本記事では、アジャイル宣言と12の原則という根っこから出発し、スクラムとカンバンという二つの代表的フレームワークを実践的な視点で比較します。役割とイベント、成果物、WIP制限、見積もり手法を整理し、よく陥る偽アジャイルのアンチパターンと現実的な導入ガイドまで扱います。ツールや会議の名前を覚えることが目的ではなく、「なぜこう働くのか」を理解することが目標です。


1. アジャイルとは何か

アジャイル宣言

2001年、17名のソフトウェア開発者が米国ユタ州スノーバードに集まり、「アジャイルソフトウェア開発宣言(Agile Manifesto)」を発表しました。重厚な文書と計画中心の従来型開発への反省から生まれたこの宣言は、四つの価値を示しています。

アジャイル宣言の四つの価値

  プロセスやツールよりも  ──▶  個人と対話を
  包括的な文書よりも      ──▶  動くソフトウェアを
  契約交渉よりも          ──▶  顧客との協調を
  計画に従うことよりも    ──▶  変化への対応を

  「左側にも価値はあるが、
   私たちは右側により高い価値を置く。」

ここで最も誤解されやすいのは、左側を捨てよという意味ではない、という点です。文書も必要ですし、計画も必要です。ただ、どちらかを選ばなければならない状況であれば、右側により重きを置く、という優先順位の宣言なのです。

アジャイル12の原則

宣言の後ろには、それを具体化した12の原則が続きます。すべて暗記する必要はありませんが、要点をまとめると次のようになります。

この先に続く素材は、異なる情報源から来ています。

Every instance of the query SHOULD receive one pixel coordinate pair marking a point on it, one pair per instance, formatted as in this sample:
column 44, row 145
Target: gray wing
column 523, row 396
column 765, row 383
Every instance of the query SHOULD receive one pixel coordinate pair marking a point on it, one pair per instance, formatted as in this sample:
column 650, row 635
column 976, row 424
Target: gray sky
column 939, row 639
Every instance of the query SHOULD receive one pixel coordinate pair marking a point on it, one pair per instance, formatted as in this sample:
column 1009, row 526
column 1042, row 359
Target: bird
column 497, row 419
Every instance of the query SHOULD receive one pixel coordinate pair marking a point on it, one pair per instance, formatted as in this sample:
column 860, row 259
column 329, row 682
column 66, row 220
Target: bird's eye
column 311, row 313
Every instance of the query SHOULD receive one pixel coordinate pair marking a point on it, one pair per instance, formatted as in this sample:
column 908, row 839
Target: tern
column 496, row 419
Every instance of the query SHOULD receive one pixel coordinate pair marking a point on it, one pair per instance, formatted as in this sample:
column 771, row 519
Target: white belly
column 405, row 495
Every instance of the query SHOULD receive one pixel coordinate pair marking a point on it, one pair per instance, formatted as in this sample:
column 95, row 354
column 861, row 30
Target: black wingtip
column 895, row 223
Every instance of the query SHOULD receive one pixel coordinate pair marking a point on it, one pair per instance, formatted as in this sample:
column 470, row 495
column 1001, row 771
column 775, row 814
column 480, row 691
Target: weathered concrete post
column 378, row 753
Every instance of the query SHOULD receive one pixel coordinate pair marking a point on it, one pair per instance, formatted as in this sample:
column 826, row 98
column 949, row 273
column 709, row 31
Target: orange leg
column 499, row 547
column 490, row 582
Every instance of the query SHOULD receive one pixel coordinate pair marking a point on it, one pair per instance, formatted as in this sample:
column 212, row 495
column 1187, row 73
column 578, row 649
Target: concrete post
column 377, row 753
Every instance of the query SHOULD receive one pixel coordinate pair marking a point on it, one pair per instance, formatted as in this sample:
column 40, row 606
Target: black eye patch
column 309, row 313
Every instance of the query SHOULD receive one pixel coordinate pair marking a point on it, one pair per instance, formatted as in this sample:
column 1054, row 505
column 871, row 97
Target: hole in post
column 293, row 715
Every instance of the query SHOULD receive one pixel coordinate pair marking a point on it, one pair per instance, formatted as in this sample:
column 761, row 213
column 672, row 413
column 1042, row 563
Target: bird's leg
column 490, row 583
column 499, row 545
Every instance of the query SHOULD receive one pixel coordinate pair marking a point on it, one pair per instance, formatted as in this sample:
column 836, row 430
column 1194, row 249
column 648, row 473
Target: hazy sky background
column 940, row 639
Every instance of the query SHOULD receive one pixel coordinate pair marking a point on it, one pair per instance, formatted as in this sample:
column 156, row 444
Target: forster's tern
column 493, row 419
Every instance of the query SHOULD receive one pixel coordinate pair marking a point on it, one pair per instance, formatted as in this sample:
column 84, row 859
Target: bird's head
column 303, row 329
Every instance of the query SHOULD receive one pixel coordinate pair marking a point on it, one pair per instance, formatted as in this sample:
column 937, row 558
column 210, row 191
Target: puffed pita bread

  • 顧客満足と価値提供: 価値あるソフトウェアを早く、継続的に届けて顧客を満足させます。
  • 変化の歓迎: 開発の後半における要求変更も歓迎します。変化は顧客の競争優位を生みます。
  • 短い周期での提供: 数週間から数か月の単位で、短い周期を好み、動くソフトウェアを頻繁に届けます。
  • 協働: ビジネス担当者と開発者がプロジェクトを通じて毎日一緒に働きます。
  • 意欲ある人中心: やる気のある人を中心にチームを作り、必要な環境と支援を与えて信頼します。
  • 対面での会話: 情報伝達の最も効率的な方法は、顔を合わせた会話です。
  • 動くソフトウェアが進捗の尺度: 文書の量ではなく、実際に動く成果物が進み具合を示します。
  • 持続可能なペース: 無理な残業ではなく、一定のペースを無限に維持できることが大切です。
  • 技術的卓越性: 良い設計と技術的優秀さへ、継続的に注意を払います。
  • シンプルさ: やらなくてよい仕事の量を最大化する技術、すなわちシンプルさが本質です。
  • 自己組織化チーム: 最高のアーキテクチャと設計は、自己組織化するチームから生まれます。
  • 定期的なふりかえりと改善: 一定の周期ごとに、より効果的に働く方法をふりかえり調整します。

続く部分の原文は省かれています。